# Kinds of fish to smoke



## ssajn (Jan 21, 2016)

I'm pretty new to smoking and have a few questions.

I notice most folks smoke salmon and trout. My question is can you smoke fish like cod, Mahi Mahi and other white flesh fish even shrimp?

So far I've smoked salmon using a wet brine and want to try a dry brine this weekend.

Thanks in advance for any advise you experts want to share.


----------



## dirtsailor2003 (Jan 21, 2016)

Yes you can smoke other fish and seafood. 

We smoke rockfish, tuna, magi mahi, shrimp, clams, oysters, mussels, crab, etc...

Keep in mind fish like cod, rockfish don't have as high a fat content as salmon, tuna. So you need to watch the salt content and the amount of smoke. Both can over power the milder fish.


----------



## tropics (Jan 21, 2016)

ssajn said:


> I'm pretty new to smoking and have a few questions.
> 
> I notice most folks smoke salmon and trout.
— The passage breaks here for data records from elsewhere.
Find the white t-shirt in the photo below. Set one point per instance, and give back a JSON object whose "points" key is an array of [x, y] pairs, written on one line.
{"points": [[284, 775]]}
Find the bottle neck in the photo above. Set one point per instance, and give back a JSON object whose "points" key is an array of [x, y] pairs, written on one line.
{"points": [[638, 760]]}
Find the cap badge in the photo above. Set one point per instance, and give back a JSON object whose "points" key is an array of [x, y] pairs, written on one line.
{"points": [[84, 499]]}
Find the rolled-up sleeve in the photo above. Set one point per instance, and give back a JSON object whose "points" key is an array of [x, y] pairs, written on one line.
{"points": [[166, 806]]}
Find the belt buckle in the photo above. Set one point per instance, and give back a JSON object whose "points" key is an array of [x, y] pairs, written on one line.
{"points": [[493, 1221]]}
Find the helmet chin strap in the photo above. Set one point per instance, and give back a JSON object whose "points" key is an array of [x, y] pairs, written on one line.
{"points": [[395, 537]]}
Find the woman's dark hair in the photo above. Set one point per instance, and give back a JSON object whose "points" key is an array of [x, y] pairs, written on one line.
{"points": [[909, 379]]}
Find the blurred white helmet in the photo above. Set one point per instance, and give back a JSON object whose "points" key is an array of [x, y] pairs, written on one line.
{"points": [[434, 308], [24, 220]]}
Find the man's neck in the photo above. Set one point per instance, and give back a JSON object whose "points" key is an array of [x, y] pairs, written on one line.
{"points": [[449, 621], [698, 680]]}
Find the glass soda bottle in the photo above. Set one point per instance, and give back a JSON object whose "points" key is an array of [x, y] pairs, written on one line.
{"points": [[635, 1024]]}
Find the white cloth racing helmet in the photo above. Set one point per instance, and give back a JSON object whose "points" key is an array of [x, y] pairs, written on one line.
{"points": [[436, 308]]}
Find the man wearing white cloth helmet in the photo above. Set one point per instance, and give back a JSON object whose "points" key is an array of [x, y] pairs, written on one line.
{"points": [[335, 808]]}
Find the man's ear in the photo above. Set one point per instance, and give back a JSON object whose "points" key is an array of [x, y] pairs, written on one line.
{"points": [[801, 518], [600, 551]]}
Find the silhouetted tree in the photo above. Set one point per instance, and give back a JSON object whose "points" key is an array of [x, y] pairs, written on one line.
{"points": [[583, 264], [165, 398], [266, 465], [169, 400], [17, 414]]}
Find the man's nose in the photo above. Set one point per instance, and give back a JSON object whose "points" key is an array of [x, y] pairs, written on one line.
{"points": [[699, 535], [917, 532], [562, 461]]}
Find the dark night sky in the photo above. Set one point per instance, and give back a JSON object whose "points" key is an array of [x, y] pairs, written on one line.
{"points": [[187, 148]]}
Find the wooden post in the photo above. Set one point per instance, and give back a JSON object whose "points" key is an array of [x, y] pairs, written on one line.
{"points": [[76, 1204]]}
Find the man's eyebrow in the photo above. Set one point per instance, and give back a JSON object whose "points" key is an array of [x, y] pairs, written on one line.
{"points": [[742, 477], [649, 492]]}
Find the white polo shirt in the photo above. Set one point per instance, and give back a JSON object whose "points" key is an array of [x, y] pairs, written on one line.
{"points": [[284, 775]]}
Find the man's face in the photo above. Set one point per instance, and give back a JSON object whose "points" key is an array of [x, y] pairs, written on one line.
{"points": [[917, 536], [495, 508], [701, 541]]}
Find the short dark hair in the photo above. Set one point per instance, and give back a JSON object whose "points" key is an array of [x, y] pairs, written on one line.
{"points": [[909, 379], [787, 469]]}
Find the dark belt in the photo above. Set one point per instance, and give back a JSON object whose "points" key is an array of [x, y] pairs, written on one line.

My question is can you smoke fish like cod, Mahi Mahi and other white flesh fish even shrimp?
> 
> ...


Here you can find lots of info for dry curing I recommend

http://www.smokingmeatforums.com/t/87043/making-lox-a-picture-guide

I have smoked Cod and Blackfish


----------



## mfreel (Jan 21, 2016)

My favorite is smoked halibut, but unless you've caught it yourself, it gets kinda expensive!  LOVE smoked shrimp!!!


----------



## tropics (Jan 21, 2016)

For some smoked shrimp

http://www.smokingmeatforums.com/t/236956/smoked-wings-shrimp-mes30

Use the search bar and you will find a lot more

Richie


----------



## cmayna (Jan 23, 2016)

I smoke Salmon, Halibut, Rock and Ling COD, Sturgeon.


----------



## flagg (Jan 23, 2016)

I smoke king and spanish mackerel all the time.  Mackerel are quite oily and hold up to sugar-salt dry cure and heavy smoke.


----------



## krazykid (Jan 28, 2016)

I tired some Striper cheeks I saved from last summer's cape cod trips.   They are more fatty and have a consistency more like scallops.   I made a dry brine with creole seasoning, 4:1 brown sugar to salt, and wrapped them up in plastic wrap over night, pulled them in the morning, rinsed quick then let rest on a rack to form pellicle for about 8 hours then smoked them at 190 deg for 2 hours then put them in a baking dish, brushed on some melted butter and baked them at 350 for a few minutes till they started to split apart and flaked in half with a fork. Now these are thin like 3/8" thick or so bite sized pieces so they cooked fast.   They were more like jerky than cooked fish, but still tasted pretty good just an odd consistency.  for just winging it on a whim with no recipe or anything I give it a solid 6.5 out of 10.   I think next time I would just brine, rinse, let sit for maybe a few minutes then go straight to 250-275 smoke to cook them quicker, so it didn't form the leathery outside layer.


----------



## last cast (Jan 28, 2016)

This time of year I am catching king mackerel. I usually steak it out, brine it then smoke it. When I'm done with that I make a fish dip out of it.


----------